Asset Managers Turn AI Inward to Mine Internal Data for Competitive Edge
BlackRock and Balyasny deploy AI to search proprietary research and analyst notes, seeking alpha as public data advantage erodes across finance.

Asset managers are redirecting artificial intelligence tools away from public markets and toward their own internal archives, betting that proprietary research and analyst communications represent the last defensible source of competitive advantage in an era when large language models have commoditized external data.
BlackRock and Balyasny Asset Management have built systems that allow AI to sift through years of internal memos, research notes, and trading decisions—material that competitors cannot access.
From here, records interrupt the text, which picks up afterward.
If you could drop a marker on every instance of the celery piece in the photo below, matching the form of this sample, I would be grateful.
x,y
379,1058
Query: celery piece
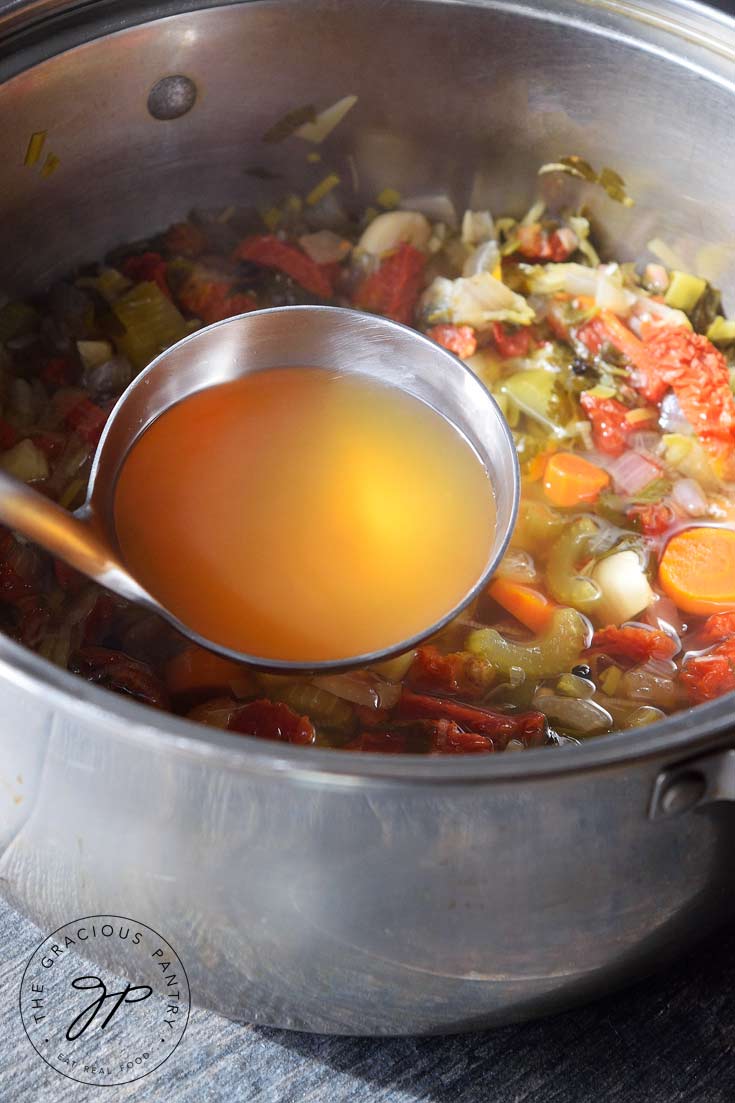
x,y
25,461
17,319
684,291
319,705
722,331
534,393
151,323
554,652
574,546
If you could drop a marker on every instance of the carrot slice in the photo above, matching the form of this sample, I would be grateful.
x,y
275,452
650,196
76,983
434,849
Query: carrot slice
x,y
698,570
196,671
570,480
528,606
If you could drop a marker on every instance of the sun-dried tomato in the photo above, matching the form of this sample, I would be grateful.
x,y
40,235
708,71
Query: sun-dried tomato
x,y
459,673
501,727
394,289
718,625
699,375
457,339
213,299
269,719
634,644
147,267
510,344
87,419
118,672
538,244
184,239
609,425
711,675
59,372
270,252
651,520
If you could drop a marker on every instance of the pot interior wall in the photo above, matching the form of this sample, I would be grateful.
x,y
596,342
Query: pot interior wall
x,y
464,98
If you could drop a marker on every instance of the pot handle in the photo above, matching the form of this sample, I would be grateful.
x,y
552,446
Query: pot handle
x,y
694,783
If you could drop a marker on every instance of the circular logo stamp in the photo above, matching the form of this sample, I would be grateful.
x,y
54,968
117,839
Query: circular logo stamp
x,y
112,1021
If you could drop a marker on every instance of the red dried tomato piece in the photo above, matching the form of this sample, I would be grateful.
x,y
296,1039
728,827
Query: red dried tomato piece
x,y
457,339
184,239
147,267
610,427
394,289
501,727
510,344
121,674
87,419
272,720
711,675
448,738
538,244
459,673
652,520
634,644
213,299
270,252
8,435
699,375
718,625
59,372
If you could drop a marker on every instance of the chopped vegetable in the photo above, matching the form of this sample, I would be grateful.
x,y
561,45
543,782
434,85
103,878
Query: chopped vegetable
x,y
624,588
698,569
270,252
553,652
457,339
528,606
570,480
393,290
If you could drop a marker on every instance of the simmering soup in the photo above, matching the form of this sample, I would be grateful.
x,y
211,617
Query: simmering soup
x,y
311,515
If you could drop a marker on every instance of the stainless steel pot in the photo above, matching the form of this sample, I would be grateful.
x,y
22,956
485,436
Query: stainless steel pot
x,y
307,888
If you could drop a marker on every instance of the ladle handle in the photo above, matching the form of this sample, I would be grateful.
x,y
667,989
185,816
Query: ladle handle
x,y
63,534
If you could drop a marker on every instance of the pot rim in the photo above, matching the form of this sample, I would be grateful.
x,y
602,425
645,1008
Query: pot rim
x,y
684,731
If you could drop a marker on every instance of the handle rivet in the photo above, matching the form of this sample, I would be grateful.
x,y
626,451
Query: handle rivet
x,y
682,793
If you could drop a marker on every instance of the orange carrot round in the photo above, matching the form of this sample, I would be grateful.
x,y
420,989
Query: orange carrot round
x,y
698,569
570,480
528,606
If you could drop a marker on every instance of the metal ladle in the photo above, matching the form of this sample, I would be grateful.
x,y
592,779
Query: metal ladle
x,y
326,336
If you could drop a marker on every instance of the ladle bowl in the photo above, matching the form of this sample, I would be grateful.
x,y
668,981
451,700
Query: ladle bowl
x,y
344,341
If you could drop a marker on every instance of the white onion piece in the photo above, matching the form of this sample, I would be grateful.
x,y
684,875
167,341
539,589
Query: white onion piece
x,y
625,588
631,472
518,565
360,689
671,418
391,229
689,496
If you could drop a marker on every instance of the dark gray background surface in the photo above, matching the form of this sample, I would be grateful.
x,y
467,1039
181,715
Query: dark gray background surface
x,y
670,1039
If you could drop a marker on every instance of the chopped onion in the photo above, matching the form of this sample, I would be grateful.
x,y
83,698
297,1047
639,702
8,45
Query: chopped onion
x,y
625,588
390,229
689,496
631,472
671,418
361,689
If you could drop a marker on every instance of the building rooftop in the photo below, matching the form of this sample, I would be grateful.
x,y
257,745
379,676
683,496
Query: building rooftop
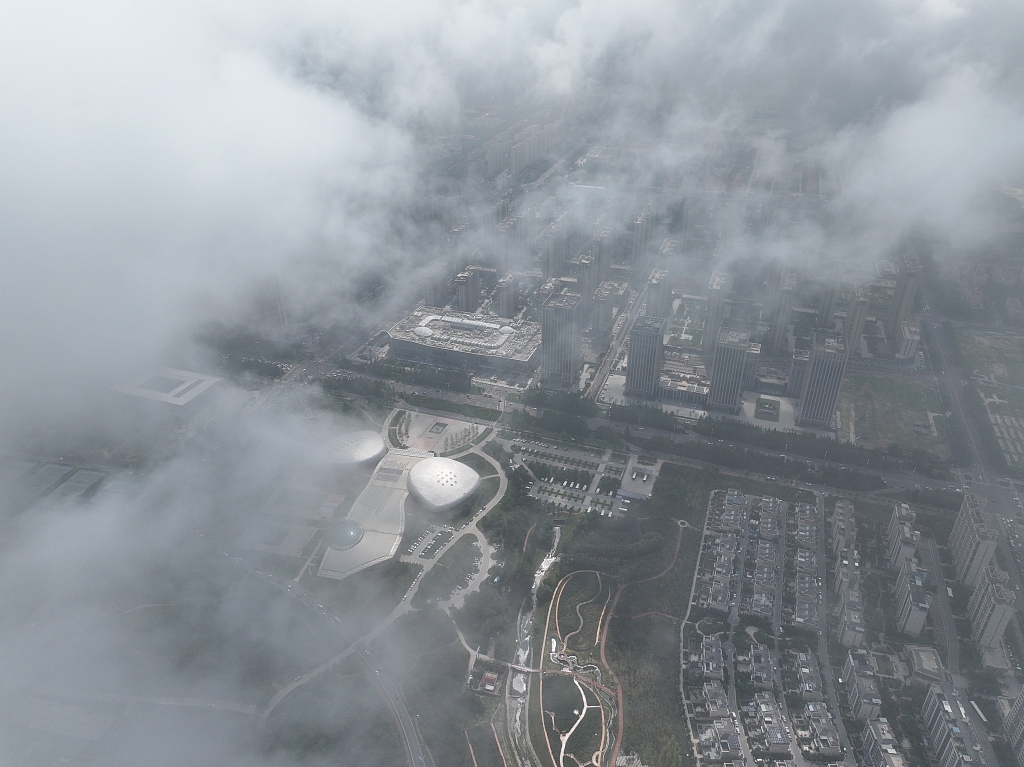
x,y
473,334
563,300
169,385
354,448
648,325
373,529
440,482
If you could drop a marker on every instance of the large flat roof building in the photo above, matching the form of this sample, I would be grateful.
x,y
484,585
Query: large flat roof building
x,y
458,339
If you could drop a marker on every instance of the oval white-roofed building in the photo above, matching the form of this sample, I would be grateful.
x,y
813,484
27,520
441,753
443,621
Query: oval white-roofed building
x,y
439,483
354,448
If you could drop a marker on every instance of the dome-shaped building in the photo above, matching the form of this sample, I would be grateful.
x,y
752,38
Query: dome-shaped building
x,y
439,483
354,448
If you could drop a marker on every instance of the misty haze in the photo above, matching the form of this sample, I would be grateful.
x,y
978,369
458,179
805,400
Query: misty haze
x,y
492,384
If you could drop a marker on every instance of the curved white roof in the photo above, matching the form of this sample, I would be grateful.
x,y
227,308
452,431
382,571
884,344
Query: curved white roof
x,y
440,482
355,448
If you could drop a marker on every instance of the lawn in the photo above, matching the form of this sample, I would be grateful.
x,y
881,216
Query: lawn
x,y
886,411
766,410
473,411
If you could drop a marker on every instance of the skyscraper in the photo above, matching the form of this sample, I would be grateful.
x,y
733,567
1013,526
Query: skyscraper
x,y
825,367
734,356
658,295
828,304
645,356
779,342
798,372
717,289
507,296
1013,726
972,542
906,289
585,269
853,328
559,340
990,607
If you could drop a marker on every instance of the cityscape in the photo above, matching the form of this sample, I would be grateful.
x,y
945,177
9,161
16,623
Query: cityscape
x,y
485,386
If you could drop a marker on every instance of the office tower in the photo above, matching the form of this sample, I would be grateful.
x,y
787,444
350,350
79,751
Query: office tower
x,y
645,356
798,372
906,288
641,233
828,305
824,376
901,538
911,599
779,340
458,249
733,357
773,284
467,286
909,337
853,328
553,248
1013,726
559,340
585,269
601,250
603,312
990,607
717,289
436,286
659,295
507,296
972,543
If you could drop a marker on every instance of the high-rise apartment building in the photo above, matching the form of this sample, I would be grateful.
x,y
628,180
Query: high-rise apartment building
x,y
507,296
901,538
601,250
972,542
467,286
585,269
909,338
1013,727
734,355
990,607
658,295
798,372
853,328
825,367
906,289
911,599
717,290
645,356
560,340
828,305
779,340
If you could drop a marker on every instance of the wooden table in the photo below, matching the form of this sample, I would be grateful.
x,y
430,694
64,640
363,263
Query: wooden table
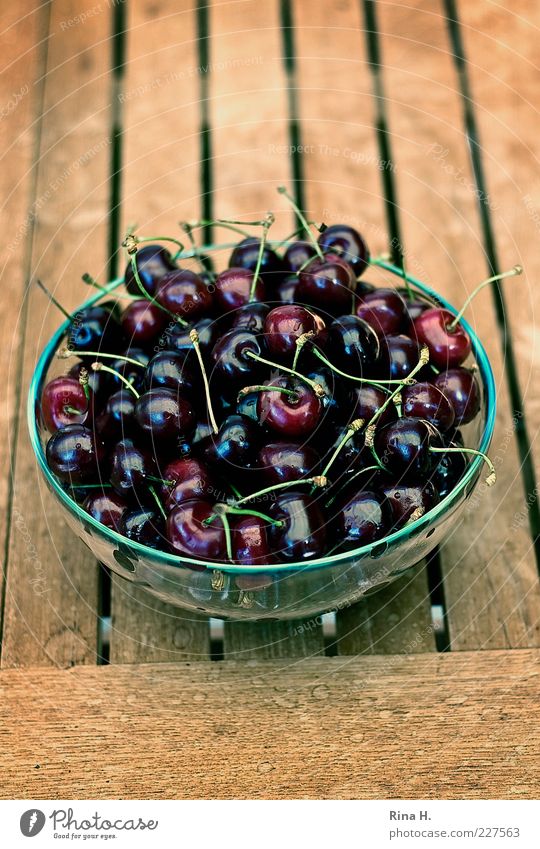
x,y
397,119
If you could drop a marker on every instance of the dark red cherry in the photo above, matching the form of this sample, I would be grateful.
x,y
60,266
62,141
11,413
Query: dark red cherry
x,y
448,347
463,391
142,322
405,499
235,445
302,536
117,419
251,317
63,402
280,462
383,309
75,455
184,293
144,525
363,518
298,254
352,345
164,414
327,284
131,466
153,263
426,401
188,535
403,447
169,369
246,254
284,325
346,242
288,415
233,289
191,479
232,367
106,507
251,546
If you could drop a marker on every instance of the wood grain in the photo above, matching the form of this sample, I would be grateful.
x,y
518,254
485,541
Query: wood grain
x,y
342,183
158,96
250,142
489,569
420,727
51,595
23,29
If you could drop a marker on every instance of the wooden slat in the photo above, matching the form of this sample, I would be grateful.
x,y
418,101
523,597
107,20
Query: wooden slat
x,y
342,174
429,726
160,186
490,577
250,143
51,596
23,31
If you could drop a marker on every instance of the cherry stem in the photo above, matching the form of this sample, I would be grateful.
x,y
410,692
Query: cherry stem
x,y
300,215
267,223
53,300
408,381
353,428
247,390
514,272
194,336
317,388
101,367
158,501
491,478
65,353
317,480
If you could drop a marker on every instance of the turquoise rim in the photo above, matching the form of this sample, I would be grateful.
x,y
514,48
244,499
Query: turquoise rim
x,y
161,557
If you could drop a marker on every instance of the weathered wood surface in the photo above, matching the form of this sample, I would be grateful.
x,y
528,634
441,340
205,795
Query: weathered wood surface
x,y
429,726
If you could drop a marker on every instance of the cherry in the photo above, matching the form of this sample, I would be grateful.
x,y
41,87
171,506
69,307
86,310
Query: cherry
x,y
168,369
189,535
302,536
286,461
251,317
117,419
353,344
143,525
106,507
327,283
142,322
131,468
75,455
64,402
426,401
251,546
346,242
190,479
409,501
246,254
298,254
153,263
289,415
462,390
383,309
363,518
234,289
448,347
404,446
163,414
285,324
184,293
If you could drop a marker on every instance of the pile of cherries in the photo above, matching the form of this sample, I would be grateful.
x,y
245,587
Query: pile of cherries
x,y
278,411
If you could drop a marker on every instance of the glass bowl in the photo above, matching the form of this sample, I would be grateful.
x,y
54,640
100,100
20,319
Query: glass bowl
x,y
283,591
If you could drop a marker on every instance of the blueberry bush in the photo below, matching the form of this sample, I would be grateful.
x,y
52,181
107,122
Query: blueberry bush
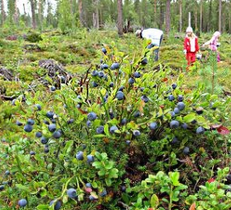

Andrew Gelfand, a quantitative analyst at Balyasny focused on alpha capture, said at the Future Alpha conference that the $33 billion firm had previously attempted to monetize unstructured internal data but that recent AI advances have made the effort "much more fruitful." The firm now requires analysts to enter research and notes into a centralized portal that his team can mine for investment signals.
Jacob Bowers, a vice president of quantitative research at BlackRock, said on a panel at the same conference that AI is "great at structuring unstructured data," and "some of the best unstructured data you have is internal." The strategy reflects a broader shift in the investment industry, where the proliferation of publicly available information and the speed at which AI can process it have eroded traditional research advantages.
(The Future Alpha conference took place in New York, where both executives spoke on panels discussing the application of AI to investment research and alpha generation.)
For years, sophisticated asset managers gained an edge through unique intelligence that did not originate from traditional market sources such as stock exchanges. Now, as large language models have absorbed vast quantities of publicly available data across the web, firms are turning inward to preserve differentiation. What this type of internal mining requires is high-quality data for AI systems to learn from—specifically, the thoughts and processes of seasoned investors at the top of their game. The rise of large language models has eroded the public data edge even further, prompting top funds to search their own research, communications, and historical decisions for signals that competitors cannot replicate.